I remain concerned by the failure of our military to even try to send help that day. The secondary question is whether for political reasons the administration tried to dismiss the attack as a video-related protest gone awry to support the notion that our wars were responsibly ending.
Those questions are related to my suspicion that there was command influence from the White House that the war was over and that nobody should act like we are at war to undermine the campaign narrative.
I've written many times that I don't believe it is true that we could not have sent troops to Benghazi to try to influence events as the crisis unfolded--as the State Department actually did (which would actually make Clinton look better if she wasn't so invested in the related video-caused explanation attempt).
Conclusions that we could not have affected the crisis as it did unfold rely on hindsight as to when the crisis ended.
My suspicions about the mindset of our senior leadership before that day is easily indicated by a blog post of mine on September 9, 2012:
The Department of Homeland Security is urging Americans to contemplate the supplies we'd need to cope with a zombie crisis:
Tongue firmly in cheek, the government urged citizens Thursday to prepare for a zombie apocalypse, part of a public health campaign to encourage better preparation for genuine disasters and emergencies. The theory: If you're prepared for a zombie attack, the same preparations will help during a hurricane, pandemic, earthquake or terrorist attack.

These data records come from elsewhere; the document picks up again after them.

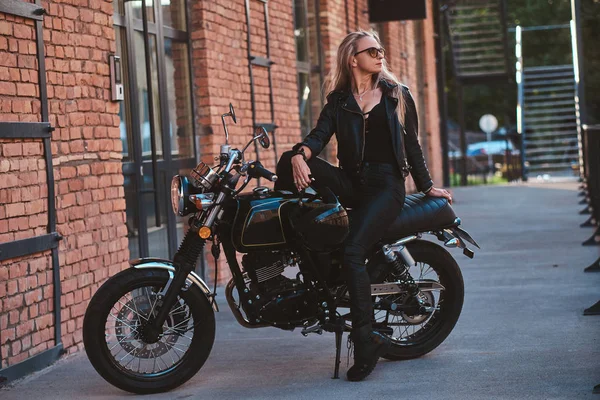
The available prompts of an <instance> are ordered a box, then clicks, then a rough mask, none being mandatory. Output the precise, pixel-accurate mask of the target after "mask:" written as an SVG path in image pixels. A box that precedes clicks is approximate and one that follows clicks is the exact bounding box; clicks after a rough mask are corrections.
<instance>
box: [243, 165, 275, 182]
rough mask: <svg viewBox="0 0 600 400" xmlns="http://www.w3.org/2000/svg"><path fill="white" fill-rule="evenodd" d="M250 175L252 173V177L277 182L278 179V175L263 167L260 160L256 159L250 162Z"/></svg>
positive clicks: (249, 172) (251, 174)
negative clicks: (277, 175) (258, 160)
mask: <svg viewBox="0 0 600 400" xmlns="http://www.w3.org/2000/svg"><path fill="white" fill-rule="evenodd" d="M248 175H250V176H251V177H252V178H265V179H268V180H270V181H271V182H275V181H276V180H277V175H275V174H274V173H272V172H271V171H269V170H268V169H266V168H265V167H263V165H262V164H261V163H260V161H254V162H252V163H250V165H249V166H248Z"/></svg>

It's a shame we don't have a real world example of a threat.
Well, perhaps some man-caused disaster as a reason to prepare will come to mind in a couple days.

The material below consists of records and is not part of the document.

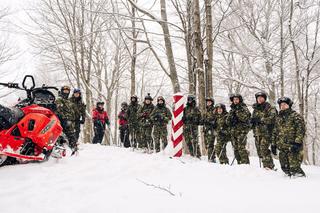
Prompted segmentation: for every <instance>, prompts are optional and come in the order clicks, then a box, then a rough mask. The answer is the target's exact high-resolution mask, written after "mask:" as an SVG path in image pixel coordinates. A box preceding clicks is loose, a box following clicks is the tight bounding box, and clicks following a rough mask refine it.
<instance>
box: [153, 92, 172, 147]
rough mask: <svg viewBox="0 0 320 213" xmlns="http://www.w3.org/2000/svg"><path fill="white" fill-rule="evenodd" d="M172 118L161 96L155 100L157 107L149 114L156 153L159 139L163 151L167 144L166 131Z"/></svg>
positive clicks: (168, 110) (167, 139) (166, 132)
mask: <svg viewBox="0 0 320 213" xmlns="http://www.w3.org/2000/svg"><path fill="white" fill-rule="evenodd" d="M171 118H172V114H171V112H170V110H169V109H168V108H167V107H166V104H165V100H164V98H163V97H162V96H159V97H158V98H157V106H156V107H155V109H154V110H153V112H152V113H151V119H152V122H153V125H154V127H153V137H154V142H155V147H156V152H160V139H161V141H162V146H163V149H165V148H166V146H167V144H168V139H167V136H168V130H167V124H168V123H169V121H170V120H171Z"/></svg>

Under the circumstances, I'm deeply offended by the zombie preparation campaign.
Boy did we get a reminder in a couple days. We were (and remain) at war with murderous enemies who cared not one whit for the reelection theme that the wars were winding down.
Like I said, I want to know why our military in Europe didn't go to the sounds of the guns. That doesn't require "stand down" orders or secret arms cells in Benghazi or whatever else is out there as an accusation--and a distraction as far as I'm concerned.

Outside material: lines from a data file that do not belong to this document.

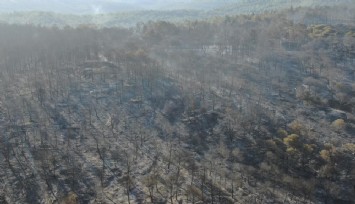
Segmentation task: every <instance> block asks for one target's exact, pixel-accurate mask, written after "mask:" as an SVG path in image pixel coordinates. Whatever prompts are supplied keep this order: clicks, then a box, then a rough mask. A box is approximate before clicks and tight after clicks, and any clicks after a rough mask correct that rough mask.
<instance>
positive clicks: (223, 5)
mask: <svg viewBox="0 0 355 204" xmlns="http://www.w3.org/2000/svg"><path fill="white" fill-rule="evenodd" d="M353 3H354V2H353V0H292V1H291V0H268V1H265V0H169V1H165V0H131V1H124V0H100V1H99V0H51V1H42V0H26V1H25V0H9V1H1V2H0V22H6V23H11V24H36V25H43V26H53V25H57V26H65V25H70V26H77V25H80V24H95V25H99V26H108V27H112V26H132V25H135V24H136V23H137V22H147V21H150V20H152V21H156V20H168V21H181V20H194V19H202V18H210V17H214V16H225V15H238V14H252V13H261V12H266V11H274V10H279V9H285V8H291V7H294V8H297V7H316V6H335V5H346V6H354V5H353Z"/></svg>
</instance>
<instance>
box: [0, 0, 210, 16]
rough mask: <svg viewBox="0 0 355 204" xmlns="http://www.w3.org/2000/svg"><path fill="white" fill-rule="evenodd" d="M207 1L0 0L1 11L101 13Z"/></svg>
mask: <svg viewBox="0 0 355 204" xmlns="http://www.w3.org/2000/svg"><path fill="white" fill-rule="evenodd" d="M205 1H206V0H0V11H1V12H12V11H54V12H64V13H101V12H116V11H129V10H142V9H164V10H165V9H179V8H190V6H192V4H193V3H197V2H198V3H201V2H205ZM208 1H209V0H208Z"/></svg>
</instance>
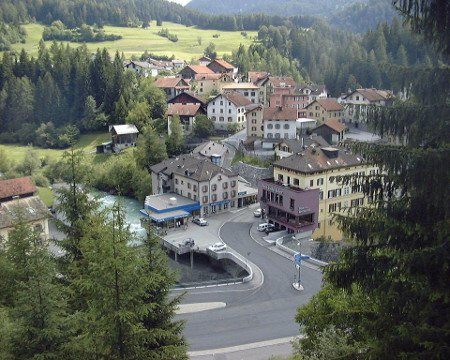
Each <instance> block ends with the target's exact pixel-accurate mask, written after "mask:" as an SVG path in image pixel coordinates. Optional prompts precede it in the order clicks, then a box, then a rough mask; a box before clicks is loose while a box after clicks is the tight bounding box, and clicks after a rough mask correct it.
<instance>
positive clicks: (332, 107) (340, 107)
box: [308, 98, 344, 111]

UPDATE: For me, the testimony established that the administration was damned if it was going to admit in the weeks before the election that we were still at war with enemies far from defeated:
In the weeks before September 11, 2012, al-Qaeda saber-rattled about a potential Tehran 1979–style attack on the U.S. embassy in Cairo — perhaps they’d burn it to the ground, perhaps they’d take hostages to trade for American concessions like release of the Blind Sheikh (imprisoned for terrorism convictions in the U.S.).
Administration officials knew there would be trouble on the eleventh anniversary of 9/11. They also knew that, if the trouble was perceived as the foreseeable fallout of their Islamist empowerment policy, it could mortally damage Obama’s 2012 reelection bid and Clinton’s 2016 election ambitions.
My suspicion is that the administration was determined to pretend the war was over--fast receding, for sure--and that this command influence was felt in the chain of command that suppressed the normal instinct in the military to move to the sound of the guns.